In contrast to linear vibrators, other vibrators create a vibratory force through the rotation of an eccentric weight. These rotary vibrators create a powerful vibration much as a household washing machine does when its load is off-center. They supply an energy that is most suited to move fine, dry materials.

A piston vibrator is mounted on the side of a transfer chute.
Rotary vibrators create a powerful vibration through the rotation of an ecentric weight or mass around central axis.

Rotary vibrators can be pneumatically, hydraulically or electrically- powered. The choice for a given application is often determined by the energy supply most readily available at the point of installation.

In rotary pneumatic vibrators, a stream of air drives a mass in a circular orbit to create the vibration; in rotary hydraulic vibrators, it is a stream of hydraulic fluid that moves the mass.
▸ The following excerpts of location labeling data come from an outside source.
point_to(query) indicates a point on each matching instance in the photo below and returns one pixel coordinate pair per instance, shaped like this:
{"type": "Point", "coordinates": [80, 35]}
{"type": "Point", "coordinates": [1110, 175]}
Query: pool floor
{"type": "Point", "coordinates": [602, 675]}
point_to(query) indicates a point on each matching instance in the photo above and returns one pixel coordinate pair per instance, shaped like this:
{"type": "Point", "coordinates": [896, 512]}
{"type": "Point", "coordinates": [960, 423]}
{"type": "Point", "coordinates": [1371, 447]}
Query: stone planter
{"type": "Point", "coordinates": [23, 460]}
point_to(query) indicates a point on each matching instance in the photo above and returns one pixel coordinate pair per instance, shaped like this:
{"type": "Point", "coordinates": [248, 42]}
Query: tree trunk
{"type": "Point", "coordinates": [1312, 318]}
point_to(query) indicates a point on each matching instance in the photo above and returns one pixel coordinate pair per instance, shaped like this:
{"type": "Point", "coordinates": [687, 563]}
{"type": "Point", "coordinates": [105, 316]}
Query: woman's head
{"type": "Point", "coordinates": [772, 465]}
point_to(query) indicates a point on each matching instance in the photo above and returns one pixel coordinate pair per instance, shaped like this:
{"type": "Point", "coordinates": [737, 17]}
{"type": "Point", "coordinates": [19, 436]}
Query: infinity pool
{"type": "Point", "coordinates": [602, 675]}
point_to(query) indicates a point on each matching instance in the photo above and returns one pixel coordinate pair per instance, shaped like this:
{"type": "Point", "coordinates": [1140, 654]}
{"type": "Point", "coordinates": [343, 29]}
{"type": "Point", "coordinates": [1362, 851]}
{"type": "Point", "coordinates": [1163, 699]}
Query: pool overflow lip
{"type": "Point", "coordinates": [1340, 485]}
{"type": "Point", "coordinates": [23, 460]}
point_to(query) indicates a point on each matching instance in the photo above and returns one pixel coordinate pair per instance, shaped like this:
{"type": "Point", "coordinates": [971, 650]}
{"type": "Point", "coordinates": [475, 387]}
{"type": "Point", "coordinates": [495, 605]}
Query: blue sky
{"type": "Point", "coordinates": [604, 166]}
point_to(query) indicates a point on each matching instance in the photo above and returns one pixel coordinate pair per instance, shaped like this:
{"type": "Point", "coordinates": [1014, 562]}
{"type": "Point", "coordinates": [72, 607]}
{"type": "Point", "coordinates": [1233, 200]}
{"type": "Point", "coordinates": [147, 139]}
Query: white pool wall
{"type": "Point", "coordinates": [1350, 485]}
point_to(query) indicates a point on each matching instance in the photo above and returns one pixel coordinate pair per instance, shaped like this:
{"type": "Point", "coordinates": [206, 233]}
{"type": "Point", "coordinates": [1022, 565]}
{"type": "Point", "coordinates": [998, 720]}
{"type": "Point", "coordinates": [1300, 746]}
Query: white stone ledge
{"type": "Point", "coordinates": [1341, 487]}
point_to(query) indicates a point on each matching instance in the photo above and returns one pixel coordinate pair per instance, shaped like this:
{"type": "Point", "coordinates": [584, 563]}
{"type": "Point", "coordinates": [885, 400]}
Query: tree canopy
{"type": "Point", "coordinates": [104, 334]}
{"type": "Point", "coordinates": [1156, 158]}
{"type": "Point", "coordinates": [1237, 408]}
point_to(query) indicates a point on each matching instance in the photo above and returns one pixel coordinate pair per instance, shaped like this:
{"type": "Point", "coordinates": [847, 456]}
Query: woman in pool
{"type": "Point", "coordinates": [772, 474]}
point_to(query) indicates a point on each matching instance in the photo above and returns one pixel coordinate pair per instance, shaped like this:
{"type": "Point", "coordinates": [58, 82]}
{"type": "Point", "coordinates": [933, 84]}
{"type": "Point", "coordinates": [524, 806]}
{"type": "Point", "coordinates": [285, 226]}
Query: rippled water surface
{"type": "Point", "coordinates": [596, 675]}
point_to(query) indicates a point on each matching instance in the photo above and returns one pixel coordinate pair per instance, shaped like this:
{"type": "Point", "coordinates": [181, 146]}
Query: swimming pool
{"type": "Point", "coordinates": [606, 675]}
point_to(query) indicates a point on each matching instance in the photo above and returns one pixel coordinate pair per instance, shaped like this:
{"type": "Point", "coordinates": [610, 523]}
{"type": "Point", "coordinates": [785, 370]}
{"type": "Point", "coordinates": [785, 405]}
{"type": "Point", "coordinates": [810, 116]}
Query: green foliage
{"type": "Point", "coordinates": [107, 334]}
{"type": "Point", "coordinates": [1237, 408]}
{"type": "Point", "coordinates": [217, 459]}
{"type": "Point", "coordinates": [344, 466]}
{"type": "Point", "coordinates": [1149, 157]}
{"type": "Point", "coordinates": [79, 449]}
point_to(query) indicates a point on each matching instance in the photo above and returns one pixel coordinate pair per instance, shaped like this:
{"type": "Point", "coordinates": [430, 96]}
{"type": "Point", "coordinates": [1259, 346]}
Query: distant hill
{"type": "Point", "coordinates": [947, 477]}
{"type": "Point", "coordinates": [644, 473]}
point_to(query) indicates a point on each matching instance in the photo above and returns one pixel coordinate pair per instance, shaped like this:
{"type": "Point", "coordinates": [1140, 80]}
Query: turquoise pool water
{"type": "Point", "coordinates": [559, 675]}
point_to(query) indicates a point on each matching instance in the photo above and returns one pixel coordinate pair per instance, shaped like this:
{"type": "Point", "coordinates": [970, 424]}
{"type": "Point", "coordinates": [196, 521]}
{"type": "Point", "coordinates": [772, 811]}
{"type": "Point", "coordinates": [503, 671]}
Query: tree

In rotary electric vibrators, eccentric weights are typically mounted on the ends of an electric motor rotor or shaft.

Rotary vibrators are available in a wide range of sizes and outputs, to match the specifics of each application. In addition, many rotary electric vibrators can be adjusted by altering the overlap of the eccentric weights—increasing or decreasing the amount of unbalance—to provide the desired amount of vibratory force.

Vibration can induce stress into metal structures, and the walls may need to be reinforced at the point(s) of application. Like linear vibrators, rotary vibrators are typically installed on a mount plate or channel that spreads the vibratory energy (and the weight of the device) over a larger surface area.

Rotary vibrators designed for chutes or hoppers are usually sized based on a 1:10 ratio of output force to the mass of material inside the chute or sloped section of the bin. Generally, the finer the material, the higher the frequency needed to excite the material and make it flow.

On a chute, a rotary vibrator is typically installed in the lower one-fourth to one-third of the structure. If a second vibrator is required, it should be mounted 180 degrees from the first vibrator and halfway up the structure.

Rotary vibrators can be controlled automatically or manually, allowing use only when needed. Once installed, a vibrator must be “tuned” by adjusting its force and/or speed to give the optimum effect for each application.